Nouvelles technologies, nouveaux modes de gestion: Pourquoi le métier RH doit se numériser ?

Nouvelles technologies, nouveaux modes de gestion: Pourquoi le métier RH doit se numériser ?

Aujourd’hui, la plupart des DRH se contentent de «gérer les ressources humaines» qui, bien que premier dessein du métier, demeure dépassé à l’heure où le digital fait ravage. Serait-il temps de penser et de passer à une version 2.0 de la DRH ? Certains pensent que oui pendant que d’autres, plus attachés aux méthodes classiques, mettent en garde contre les limites du recours au fameux Big data.

L’éminent recours au digital, plusieurs ne jurent plus que par cela. A petite échelle, les spécialistes conseillent les DRH de se tourner davantage vers les réseaux sociaux et groupes professionnels. Twitter, LinkedIn ou encore Facebook pourraient, selon eux, permettre de «mieux communiquer avec ses collaborateurs, de prendre directement le pouls du terrain et in fine d’apaiser les relations humaines au sein des sociétés». Il s’agirait, si appliquée, d’une nouvelle approche en communication interne, plus réactive et sans doute moins onéreuse.

Plus globalement, le recours au Big data pour faire évoluer les métiers RH peut représenter une réelle révolution, à même d’en améliorer l’efficacité et en réduire les frais à long terme.
Ces mêmes plates-formes se présentent aujourd’hui comme un excellent outil de recrutement puisque les technologies permettent aujourd’hui un meilleur tri des CV et de compétences selon les besoins de l’entreprise.

Il est à noter que pas moins de 80% des demandeurs d’emploi se servent du Web comme outil essentiel pour la recherche d’emploi.
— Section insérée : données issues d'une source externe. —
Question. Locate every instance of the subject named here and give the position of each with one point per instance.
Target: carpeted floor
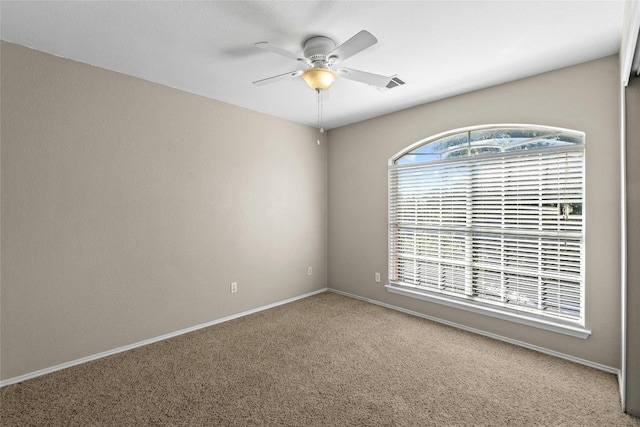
(326, 360)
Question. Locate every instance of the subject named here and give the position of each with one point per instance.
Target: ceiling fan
(320, 54)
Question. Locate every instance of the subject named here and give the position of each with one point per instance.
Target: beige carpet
(326, 360)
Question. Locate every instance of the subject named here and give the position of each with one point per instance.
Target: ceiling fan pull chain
(320, 105)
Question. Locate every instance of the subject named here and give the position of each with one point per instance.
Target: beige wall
(583, 97)
(129, 207)
(632, 98)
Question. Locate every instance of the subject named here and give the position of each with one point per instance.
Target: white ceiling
(440, 48)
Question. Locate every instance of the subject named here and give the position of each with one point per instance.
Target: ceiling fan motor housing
(316, 50)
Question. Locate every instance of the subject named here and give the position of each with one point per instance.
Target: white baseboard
(65, 365)
(486, 334)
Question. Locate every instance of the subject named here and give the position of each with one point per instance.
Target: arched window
(491, 218)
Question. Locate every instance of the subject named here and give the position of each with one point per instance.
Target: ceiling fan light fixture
(319, 78)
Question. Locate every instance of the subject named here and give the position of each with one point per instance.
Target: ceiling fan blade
(363, 77)
(277, 78)
(355, 44)
(280, 51)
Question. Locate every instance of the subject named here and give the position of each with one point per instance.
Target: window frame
(565, 326)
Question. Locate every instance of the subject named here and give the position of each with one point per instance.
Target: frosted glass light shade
(319, 78)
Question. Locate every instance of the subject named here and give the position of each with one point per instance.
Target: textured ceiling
(440, 48)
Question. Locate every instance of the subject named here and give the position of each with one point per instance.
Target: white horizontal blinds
(503, 229)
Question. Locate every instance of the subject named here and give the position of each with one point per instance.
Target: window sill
(523, 319)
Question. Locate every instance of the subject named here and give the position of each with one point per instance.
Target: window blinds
(502, 229)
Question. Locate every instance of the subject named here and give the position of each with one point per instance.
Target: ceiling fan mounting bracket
(317, 48)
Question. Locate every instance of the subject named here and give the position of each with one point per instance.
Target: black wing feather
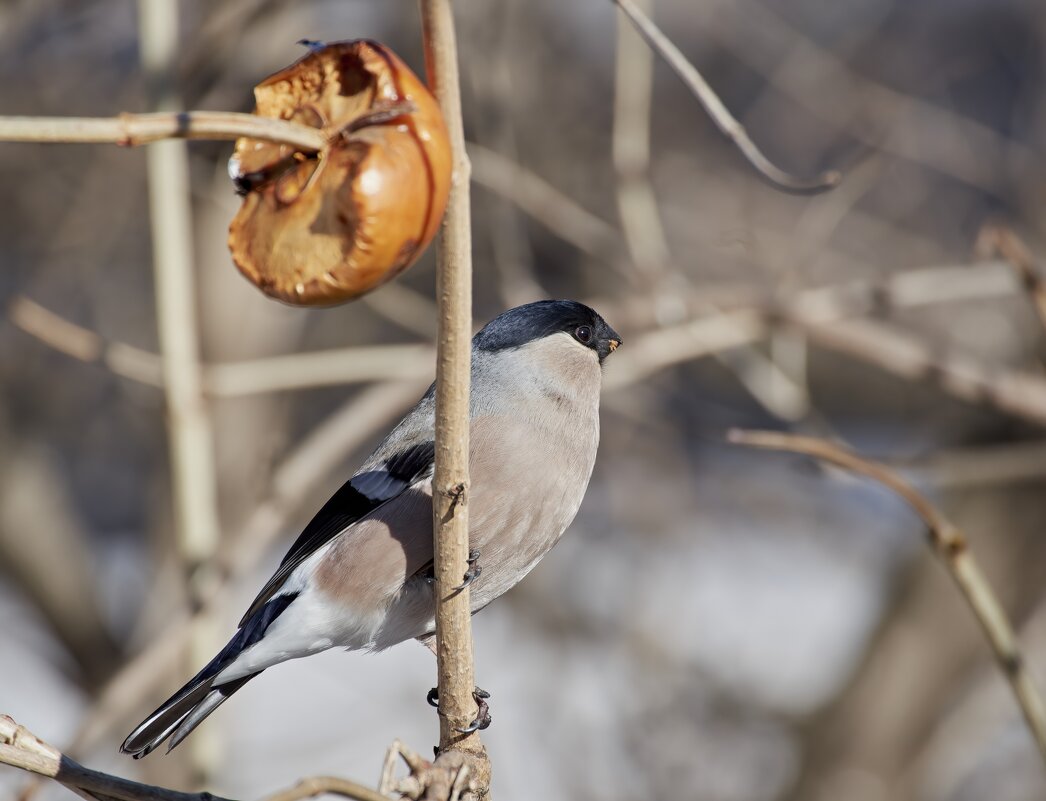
(357, 498)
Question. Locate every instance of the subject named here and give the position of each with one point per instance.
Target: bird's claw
(482, 712)
(471, 575)
(482, 709)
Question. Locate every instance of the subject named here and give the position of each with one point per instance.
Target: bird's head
(533, 321)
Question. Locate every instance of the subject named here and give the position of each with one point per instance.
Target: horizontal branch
(20, 748)
(132, 130)
(949, 545)
(320, 368)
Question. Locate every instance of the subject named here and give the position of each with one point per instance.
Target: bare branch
(450, 485)
(123, 360)
(319, 785)
(20, 748)
(321, 368)
(998, 239)
(190, 436)
(949, 545)
(131, 130)
(720, 114)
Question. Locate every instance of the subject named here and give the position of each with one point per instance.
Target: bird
(360, 574)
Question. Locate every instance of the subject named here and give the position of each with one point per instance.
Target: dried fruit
(326, 227)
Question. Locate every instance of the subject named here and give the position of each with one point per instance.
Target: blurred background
(719, 624)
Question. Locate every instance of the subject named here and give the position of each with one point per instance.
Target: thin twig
(318, 368)
(636, 203)
(194, 479)
(73, 340)
(998, 239)
(450, 485)
(20, 748)
(132, 130)
(319, 785)
(720, 114)
(949, 545)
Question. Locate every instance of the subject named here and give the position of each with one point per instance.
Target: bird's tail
(187, 708)
(180, 714)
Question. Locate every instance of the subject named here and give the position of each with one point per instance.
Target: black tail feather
(187, 708)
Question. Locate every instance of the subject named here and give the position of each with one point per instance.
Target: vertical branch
(450, 495)
(633, 95)
(189, 433)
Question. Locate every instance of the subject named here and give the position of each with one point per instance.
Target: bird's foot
(482, 718)
(472, 573)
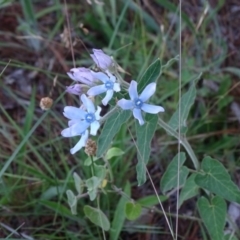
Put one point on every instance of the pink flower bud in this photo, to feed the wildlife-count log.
(74, 89)
(101, 59)
(82, 75)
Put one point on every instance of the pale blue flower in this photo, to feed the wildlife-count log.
(137, 103)
(109, 86)
(80, 119)
(101, 59)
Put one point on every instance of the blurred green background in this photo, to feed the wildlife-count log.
(37, 39)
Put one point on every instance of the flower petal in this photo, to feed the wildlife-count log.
(138, 115)
(125, 104)
(75, 129)
(73, 121)
(96, 90)
(133, 90)
(149, 108)
(97, 113)
(81, 143)
(111, 76)
(74, 89)
(116, 87)
(74, 112)
(100, 76)
(94, 128)
(108, 97)
(88, 103)
(148, 91)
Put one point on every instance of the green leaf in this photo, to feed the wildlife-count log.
(151, 200)
(132, 210)
(92, 186)
(189, 190)
(114, 152)
(119, 217)
(170, 177)
(230, 237)
(216, 179)
(78, 183)
(110, 129)
(213, 214)
(72, 201)
(187, 100)
(144, 136)
(97, 217)
(100, 171)
(151, 75)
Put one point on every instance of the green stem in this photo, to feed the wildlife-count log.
(182, 140)
(92, 166)
(110, 113)
(109, 170)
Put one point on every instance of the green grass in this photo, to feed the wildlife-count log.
(36, 166)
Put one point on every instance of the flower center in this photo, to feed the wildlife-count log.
(138, 103)
(109, 85)
(90, 117)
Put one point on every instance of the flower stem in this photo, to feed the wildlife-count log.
(110, 113)
(92, 166)
(183, 141)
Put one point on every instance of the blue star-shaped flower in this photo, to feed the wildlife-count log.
(137, 103)
(80, 120)
(109, 86)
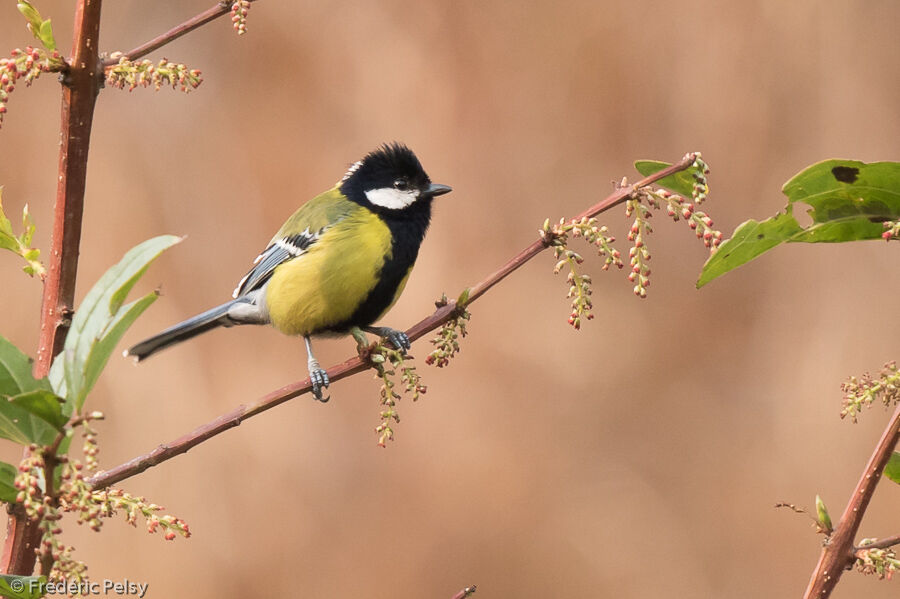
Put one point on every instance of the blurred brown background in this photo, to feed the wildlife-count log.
(638, 458)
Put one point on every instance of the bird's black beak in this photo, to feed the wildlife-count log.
(436, 189)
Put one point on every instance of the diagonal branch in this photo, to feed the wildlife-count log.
(356, 364)
(81, 83)
(839, 552)
(880, 543)
(210, 14)
(466, 592)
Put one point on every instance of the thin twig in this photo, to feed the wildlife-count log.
(356, 364)
(880, 544)
(81, 83)
(173, 34)
(839, 553)
(465, 593)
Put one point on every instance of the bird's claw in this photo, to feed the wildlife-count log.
(399, 339)
(319, 380)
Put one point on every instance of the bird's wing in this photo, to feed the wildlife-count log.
(304, 228)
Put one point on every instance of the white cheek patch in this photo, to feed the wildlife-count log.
(393, 199)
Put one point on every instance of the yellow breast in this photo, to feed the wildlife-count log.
(325, 286)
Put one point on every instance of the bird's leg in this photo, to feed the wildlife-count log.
(317, 376)
(398, 338)
(362, 342)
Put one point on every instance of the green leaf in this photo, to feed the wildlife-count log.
(849, 201)
(8, 491)
(44, 404)
(15, 371)
(21, 426)
(29, 411)
(748, 241)
(7, 238)
(892, 470)
(40, 29)
(100, 322)
(30, 13)
(20, 244)
(45, 34)
(681, 182)
(22, 587)
(104, 348)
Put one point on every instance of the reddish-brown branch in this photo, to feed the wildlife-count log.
(839, 553)
(81, 84)
(880, 544)
(465, 593)
(355, 364)
(210, 14)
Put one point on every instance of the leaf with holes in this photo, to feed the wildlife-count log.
(849, 201)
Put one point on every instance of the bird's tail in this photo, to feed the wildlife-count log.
(211, 319)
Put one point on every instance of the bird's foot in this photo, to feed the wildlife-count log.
(319, 379)
(398, 339)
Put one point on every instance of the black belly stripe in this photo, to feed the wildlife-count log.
(407, 234)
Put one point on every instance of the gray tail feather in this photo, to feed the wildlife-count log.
(216, 317)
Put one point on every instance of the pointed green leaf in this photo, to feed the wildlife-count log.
(892, 470)
(8, 491)
(44, 404)
(27, 227)
(7, 238)
(749, 240)
(23, 427)
(101, 320)
(22, 587)
(681, 182)
(26, 410)
(20, 244)
(104, 348)
(31, 14)
(15, 371)
(45, 34)
(849, 201)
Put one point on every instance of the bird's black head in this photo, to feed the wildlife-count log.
(391, 181)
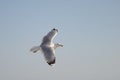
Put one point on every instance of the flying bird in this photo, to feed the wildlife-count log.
(48, 47)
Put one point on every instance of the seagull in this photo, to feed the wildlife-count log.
(48, 47)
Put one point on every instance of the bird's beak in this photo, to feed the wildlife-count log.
(61, 45)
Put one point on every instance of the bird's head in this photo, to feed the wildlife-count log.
(59, 45)
(55, 30)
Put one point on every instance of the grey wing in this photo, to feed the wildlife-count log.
(49, 55)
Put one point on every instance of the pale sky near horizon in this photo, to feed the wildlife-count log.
(88, 29)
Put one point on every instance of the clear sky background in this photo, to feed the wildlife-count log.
(88, 29)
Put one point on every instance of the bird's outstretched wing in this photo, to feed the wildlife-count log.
(49, 54)
(50, 36)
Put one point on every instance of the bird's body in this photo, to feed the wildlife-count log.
(48, 47)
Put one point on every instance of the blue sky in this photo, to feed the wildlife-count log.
(88, 29)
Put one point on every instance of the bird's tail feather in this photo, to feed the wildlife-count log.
(35, 49)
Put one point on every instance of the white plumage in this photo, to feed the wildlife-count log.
(48, 47)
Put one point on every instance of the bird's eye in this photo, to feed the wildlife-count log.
(54, 29)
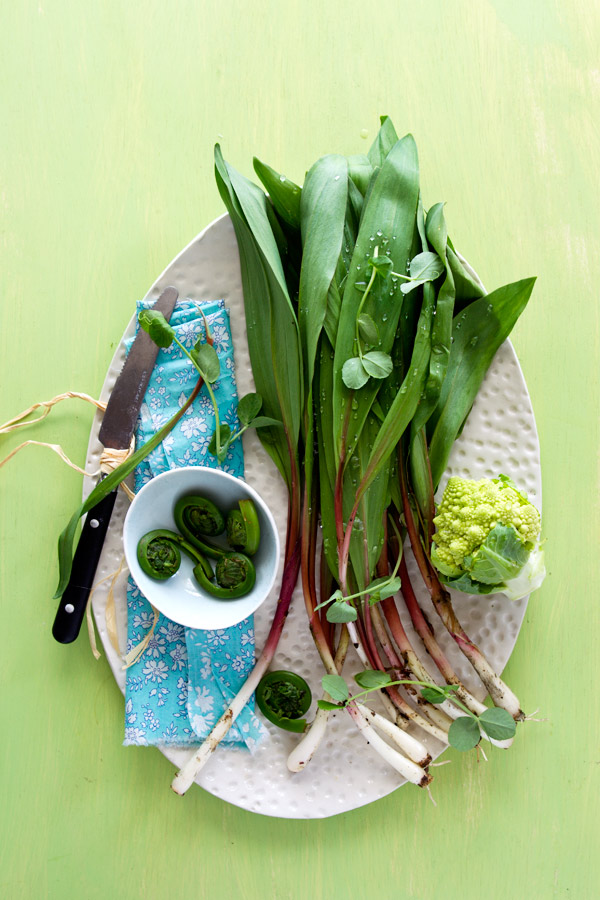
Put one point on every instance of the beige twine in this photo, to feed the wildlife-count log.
(109, 460)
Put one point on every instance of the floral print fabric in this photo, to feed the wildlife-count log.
(180, 686)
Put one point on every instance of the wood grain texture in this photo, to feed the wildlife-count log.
(111, 111)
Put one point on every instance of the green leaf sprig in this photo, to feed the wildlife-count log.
(206, 361)
(424, 267)
(357, 370)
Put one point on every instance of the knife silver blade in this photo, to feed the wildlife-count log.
(117, 429)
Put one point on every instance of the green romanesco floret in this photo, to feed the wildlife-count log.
(470, 510)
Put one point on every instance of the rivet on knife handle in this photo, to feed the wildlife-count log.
(73, 602)
(117, 428)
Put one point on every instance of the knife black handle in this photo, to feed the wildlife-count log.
(74, 600)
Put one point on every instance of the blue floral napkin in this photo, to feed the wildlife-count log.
(185, 678)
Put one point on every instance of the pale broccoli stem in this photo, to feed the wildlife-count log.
(500, 693)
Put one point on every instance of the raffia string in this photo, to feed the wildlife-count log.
(47, 405)
(137, 652)
(109, 613)
(110, 458)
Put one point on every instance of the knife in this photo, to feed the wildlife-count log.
(116, 431)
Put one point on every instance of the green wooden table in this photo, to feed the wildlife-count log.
(110, 114)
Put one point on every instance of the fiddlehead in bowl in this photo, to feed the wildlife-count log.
(234, 577)
(158, 554)
(198, 518)
(243, 529)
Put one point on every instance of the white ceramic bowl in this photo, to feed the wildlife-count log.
(181, 598)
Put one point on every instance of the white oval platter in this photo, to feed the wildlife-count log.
(500, 436)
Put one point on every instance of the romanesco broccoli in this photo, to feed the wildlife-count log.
(486, 538)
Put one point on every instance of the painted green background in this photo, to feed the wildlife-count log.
(110, 112)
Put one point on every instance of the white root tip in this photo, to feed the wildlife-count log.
(308, 745)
Les statistiques disponibles parlent également d’un accès, pour 50%, aux informations sur ce marché via des applications sur smartphones. Quant aux employeurs, ils ont de plus en plus  recours à ces outils pour effectuer des analyses prédictives sur leurs effectifs et à procéder au «profiling» à travers les données collectées.

Mis à part les avantages en matière de gestion de ressources, le Big data peut jouer un rôle pour imposer le métier et lui attribuer une plus grande influence décisionnelle. En effet, en traitant un plus grand nombre de données, les affiner et les étudier, les DRH pourraient fournir des informations stratégiques pour l’entreprise. Celles-ci peuvent naturellement se décliner en stratégie RH mais également en plan marketing et opérationnel.

Le Big data fournit donc des outils qui, si maîtrisés, devraient progressivement se généraliser et faire du métier RH un métier plus impliqué dans l’évolution des entreprises pour lesquelles il est mis au service.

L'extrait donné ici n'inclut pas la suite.